The mental health impacts of COVID-19 on university students is evident. University counselling and support services struggled to meet rising demand prior to COVID-19. Universities will need to support in addressing the impacts of COVID-19 on the mental health and well-being of their student population. Consideration of extending this support beyond graduation is needed.

But other than finger wagging, DfE hasn’t supported universities to meet rising demand at all. It just keeps telling us about Student Space and £15m coming next year. So this one’s also a fail.

The evidence-base surrounding the impact of Covid-19 on HE student mental health, wellbeing, and course satisfaction is growing. Additional information is needed in the areas of educational impacts (i.e. lost learning) and the longer-term impacts of disrupted education on graduate study and employment.

We’ve not heard DfE ministers even countenance the idea that there’s been a hint of any learning loss, and barely any real recognition of the graduate jobs market students are about to be dumped into. So this one’s a fail.
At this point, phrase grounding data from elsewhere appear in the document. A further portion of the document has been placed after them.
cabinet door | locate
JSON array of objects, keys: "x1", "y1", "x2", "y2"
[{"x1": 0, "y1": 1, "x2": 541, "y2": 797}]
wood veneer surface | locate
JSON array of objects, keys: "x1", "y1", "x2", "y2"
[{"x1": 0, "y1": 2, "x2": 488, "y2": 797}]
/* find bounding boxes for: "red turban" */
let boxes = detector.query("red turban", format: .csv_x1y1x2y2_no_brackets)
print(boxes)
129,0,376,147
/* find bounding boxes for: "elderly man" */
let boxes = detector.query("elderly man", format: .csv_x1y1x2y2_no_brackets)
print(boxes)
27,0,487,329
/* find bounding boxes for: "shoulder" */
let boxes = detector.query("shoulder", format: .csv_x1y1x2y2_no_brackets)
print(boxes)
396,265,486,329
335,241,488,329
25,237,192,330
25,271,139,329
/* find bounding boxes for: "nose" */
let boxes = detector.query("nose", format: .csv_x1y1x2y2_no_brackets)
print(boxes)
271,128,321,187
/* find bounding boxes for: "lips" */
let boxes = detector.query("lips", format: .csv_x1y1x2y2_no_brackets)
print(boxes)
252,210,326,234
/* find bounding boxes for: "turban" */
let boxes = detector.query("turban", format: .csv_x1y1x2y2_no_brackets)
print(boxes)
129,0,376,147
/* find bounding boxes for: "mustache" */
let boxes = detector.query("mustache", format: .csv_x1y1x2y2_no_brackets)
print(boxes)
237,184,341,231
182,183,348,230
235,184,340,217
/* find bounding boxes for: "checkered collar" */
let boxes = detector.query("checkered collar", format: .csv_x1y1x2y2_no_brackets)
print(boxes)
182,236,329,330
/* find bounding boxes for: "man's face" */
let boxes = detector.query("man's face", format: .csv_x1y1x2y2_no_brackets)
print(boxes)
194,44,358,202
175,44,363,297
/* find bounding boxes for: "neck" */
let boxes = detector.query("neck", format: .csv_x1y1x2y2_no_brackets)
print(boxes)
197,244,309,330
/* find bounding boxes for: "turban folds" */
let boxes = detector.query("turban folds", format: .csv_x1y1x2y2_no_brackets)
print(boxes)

Evidence of the Covid-19 related health, mental health, well-being, and job satisfaction impacts on university staff must be explored. Staff play a fundamental role in supporting students, delivering education, maintaining safe environments, and mitigating the impacts of Covid-19 on the student population.”

Support for university staff? Not a peep. So this one’s a fail too.

So yes – the government has indeed followed the science when making its return to campus decision. But only insofar as it sidelined or ignored complicated or expensive advice on getting everyone back, and is now sidelining or ignoring complicated or expensive advice on mitigating the impacts of that previous clutch of colossal failures.